The SEC and the Big Ten are the big power brokers in college football right now, so involvement by one or both of these conferences is natural. But it will not go unnoticed that Tuberville coached football at SEC school Auburn University for a decade or that Manchin is friends with the perennial challenger for national and SEC championships, University of Alabama coach Nick Saban (a native of West Virginia). Without question, the duo will be presumed to place high value on the interests of the college-coaching profession, whose wildly escalating levels of pay in recent years helped touch off the NIL crisis to begin with.

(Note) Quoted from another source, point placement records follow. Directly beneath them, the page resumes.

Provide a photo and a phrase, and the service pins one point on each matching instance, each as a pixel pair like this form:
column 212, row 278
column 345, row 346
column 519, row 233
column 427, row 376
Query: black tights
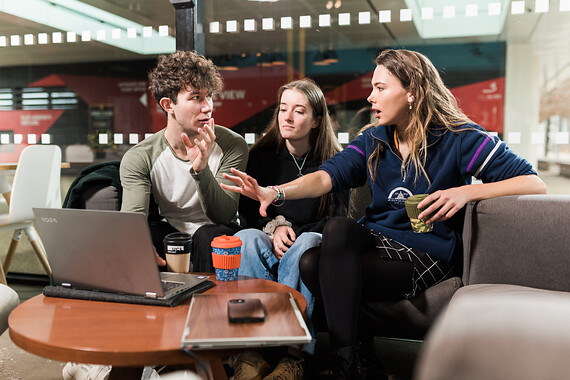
column 347, row 270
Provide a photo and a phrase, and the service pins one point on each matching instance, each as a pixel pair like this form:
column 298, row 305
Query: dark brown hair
column 181, row 69
column 322, row 139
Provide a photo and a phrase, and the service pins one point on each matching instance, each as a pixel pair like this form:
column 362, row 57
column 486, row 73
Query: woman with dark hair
column 421, row 143
column 296, row 142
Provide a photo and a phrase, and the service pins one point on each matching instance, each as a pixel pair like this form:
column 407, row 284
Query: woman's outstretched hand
column 247, row 185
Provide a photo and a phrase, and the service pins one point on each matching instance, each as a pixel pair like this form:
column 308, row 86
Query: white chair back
column 37, row 182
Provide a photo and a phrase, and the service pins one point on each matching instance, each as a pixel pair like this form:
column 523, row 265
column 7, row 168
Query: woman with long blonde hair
column 421, row 143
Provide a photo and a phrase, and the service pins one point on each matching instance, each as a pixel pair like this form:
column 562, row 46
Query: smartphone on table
column 245, row 310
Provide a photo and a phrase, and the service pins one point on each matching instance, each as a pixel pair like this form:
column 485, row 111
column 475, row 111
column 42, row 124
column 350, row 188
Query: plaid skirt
column 427, row 270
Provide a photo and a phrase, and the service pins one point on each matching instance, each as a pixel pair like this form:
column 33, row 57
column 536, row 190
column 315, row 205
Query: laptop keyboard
column 168, row 285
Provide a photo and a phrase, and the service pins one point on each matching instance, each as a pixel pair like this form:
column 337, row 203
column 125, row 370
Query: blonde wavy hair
column 434, row 107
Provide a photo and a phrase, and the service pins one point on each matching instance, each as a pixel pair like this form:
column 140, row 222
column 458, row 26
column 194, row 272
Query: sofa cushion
column 499, row 332
column 518, row 240
column 409, row 319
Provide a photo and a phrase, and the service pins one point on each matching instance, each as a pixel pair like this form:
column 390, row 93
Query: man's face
column 193, row 109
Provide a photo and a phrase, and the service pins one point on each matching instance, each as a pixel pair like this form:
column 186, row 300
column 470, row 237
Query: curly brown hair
column 181, row 69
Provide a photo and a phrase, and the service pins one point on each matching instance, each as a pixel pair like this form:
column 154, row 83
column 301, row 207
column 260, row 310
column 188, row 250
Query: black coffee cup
column 178, row 247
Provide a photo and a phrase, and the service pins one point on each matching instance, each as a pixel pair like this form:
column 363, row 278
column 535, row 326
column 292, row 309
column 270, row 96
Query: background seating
column 36, row 184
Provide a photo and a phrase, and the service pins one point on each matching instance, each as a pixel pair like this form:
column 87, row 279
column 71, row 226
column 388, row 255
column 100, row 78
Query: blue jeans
column 258, row 260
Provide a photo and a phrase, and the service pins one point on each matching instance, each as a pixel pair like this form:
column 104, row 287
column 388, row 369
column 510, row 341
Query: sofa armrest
column 9, row 299
column 518, row 240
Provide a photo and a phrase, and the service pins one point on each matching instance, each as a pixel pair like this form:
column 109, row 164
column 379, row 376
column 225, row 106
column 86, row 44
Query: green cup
column 418, row 225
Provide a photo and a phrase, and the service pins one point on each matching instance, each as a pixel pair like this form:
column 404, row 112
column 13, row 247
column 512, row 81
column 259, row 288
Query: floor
column 399, row 356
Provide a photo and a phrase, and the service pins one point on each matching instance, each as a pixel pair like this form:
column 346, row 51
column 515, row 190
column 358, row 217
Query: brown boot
column 249, row 365
column 287, row 369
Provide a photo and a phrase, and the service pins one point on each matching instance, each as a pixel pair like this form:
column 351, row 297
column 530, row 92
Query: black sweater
column 271, row 167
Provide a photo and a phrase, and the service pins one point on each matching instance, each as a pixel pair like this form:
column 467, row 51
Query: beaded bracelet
column 280, row 196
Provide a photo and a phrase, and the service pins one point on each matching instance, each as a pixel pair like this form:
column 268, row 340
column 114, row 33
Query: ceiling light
column 286, row 22
column 28, row 39
column 116, row 34
column 42, row 38
column 56, row 37
column 267, row 24
column 101, row 35
column 163, row 30
column 517, row 7
column 76, row 16
column 449, row 11
column 344, row 19
column 231, row 26
column 118, row 138
column 405, row 15
column 304, row 21
column 364, row 18
column 324, row 20
column 147, row 31
column 71, row 37
column 384, row 16
column 249, row 25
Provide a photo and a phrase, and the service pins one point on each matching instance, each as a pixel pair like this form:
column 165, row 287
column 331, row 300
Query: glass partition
column 74, row 73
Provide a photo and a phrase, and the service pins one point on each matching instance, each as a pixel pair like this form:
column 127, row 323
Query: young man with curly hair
column 181, row 166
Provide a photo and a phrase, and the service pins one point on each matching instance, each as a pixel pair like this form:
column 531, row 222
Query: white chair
column 36, row 184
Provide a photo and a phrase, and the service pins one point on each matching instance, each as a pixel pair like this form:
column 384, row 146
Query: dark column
column 185, row 24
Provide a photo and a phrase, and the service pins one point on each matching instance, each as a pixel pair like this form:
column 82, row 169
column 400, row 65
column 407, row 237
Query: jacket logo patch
column 398, row 196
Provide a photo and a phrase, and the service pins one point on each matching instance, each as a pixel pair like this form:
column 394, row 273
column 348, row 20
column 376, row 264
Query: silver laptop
column 107, row 251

Beyond that, there are specific questions about Tuberville’s motivations and skill at resolving the issue. His public comment on his legislative efforts was that he had “talked to all my [coaching] buddies. It’s a mess. It’s a free-for-all.” Commented one astute college-football blogger acidly:
You’ve got to admit a man who famously jumped ship from a school during a lunch with recruits ought to be an expert on free-for-alls. Yeah, this is going to end well.
This was a reference to Tuberville abruptly leaving the head-coaching job at Texas Tech to go to the University of Cincinnati for a big pay increase, literally stranding Texas Tech recruits mid-meal.
Coach Tubs (as he is commonly known), whatever his prowess at designing plays and boosting his own income, is also not known to be the most skilled politician, as evidenced by his bumbling (yet successful) campaign for the Senate in 2020 and his conduct as a senator. Perhaps Manchin, sometimes called the “king of the Senate” for his self-positioning as the key swing vote in the evenly divided Senate, will do the heavy lifting on the NIL legislation. It would be better yet if they were joined by lawmakers known to be interested in the welfare of players and not just the coaches who have exploited them for so long.